1. Write the definition of exp(At). Present two selected methods for computing exp(AT).

  2. Write an Input/State/Output representation of a linear dynamical system. Present a general solution of this differential equation and justify your answer.

  3. Write the definition of controllability. Present the Kalman's controllability rank condition and the Hautus test. Prove one of the mentioned controllability tests.

  4. Write the definition of an A-invariant space. Prove that the image of the Kalman controllability matrix is an A-invariant space. Provide a geometric interpretation of controllability in terms of A-invariance and the image of B.

  5. Write the definition of a reachable system. Prove that each reachable state of the state space is a linear combination of columns of the Kalman controllability matrix.

  6. Write the definition of input - output equivalent representations. Then write the definitions of: controllability canonical form, controllable canonical form, observable canonical form and discuss their fundamental properties.

  7. Write theorems on decomposition of the pair (A,B) and on decomposition of the pair (C, A). Prove one of these theorems.
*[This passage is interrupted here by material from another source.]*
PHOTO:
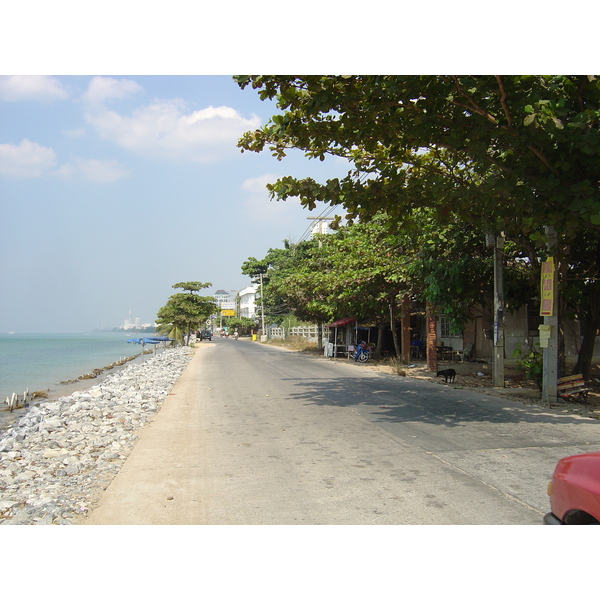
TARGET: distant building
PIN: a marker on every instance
(224, 296)
(247, 298)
  8. Explain the pole placement control problem. Closed-loop interpretation of controllability: what is the relationship between controllability and the freedom of assigning the closed-loop poles to a state feedback control system? Justify it.

  9. Write and explain the Ackermann's formula. How to apply the Ackermann's formula to implement a pole-placement control for multi-input systems?

  10. Explain the concept of system stabilizability. Write the definition of the stabilizable eigenvalues. What is the relationship between stabilizability and stabilizable eigenvalues? What is the relationship between stabilizability and controllabiliy?

  11. Write the definition of observability. Present the Kalman and the Hautus observability tests. Prove one of them.

  12. Provide the geometric interpretation of observability in terms of A-invariance and the kernel of C. Justify it.

  13. Explain the concept of an observer. Discuss the construction of the Luenberger observer. Propose a sufficient condition for existence of a Luenberger observer and justify it.

  14. Explain the concept of a compensator, including the separation principle and the certainty equivalence principle. Write down the theorem on fundamental properties of a control system with a compensator and prove it.

  15. Explain the problem of Linear Quadratic Control. What is the necessary and sufficient condition for existence of the solution? Write the solution.

  16. Write the Algebraic Riccati Equation and theorems on fundamental properties of the solutions of this equation.

  17. Provide the definition of the norm of a linear system induced by the 2-norm. Given a transfer function of the considered system, write the formula allowing to compute the 2nd induced norm of this system. Prove this formula.

  18. Explain the problem of H∞ Control. What is the necessary and sufficient condition for existence of the solution of the standard H∞ output feedback control problem? Write the solution.

  19. Pontryagin's maximum (or minimum) principle. Application to minimum energy control and to time optimal control (simple examples).

  20. Explain the idea of dynamic programming (including Bellman's principle of optimality).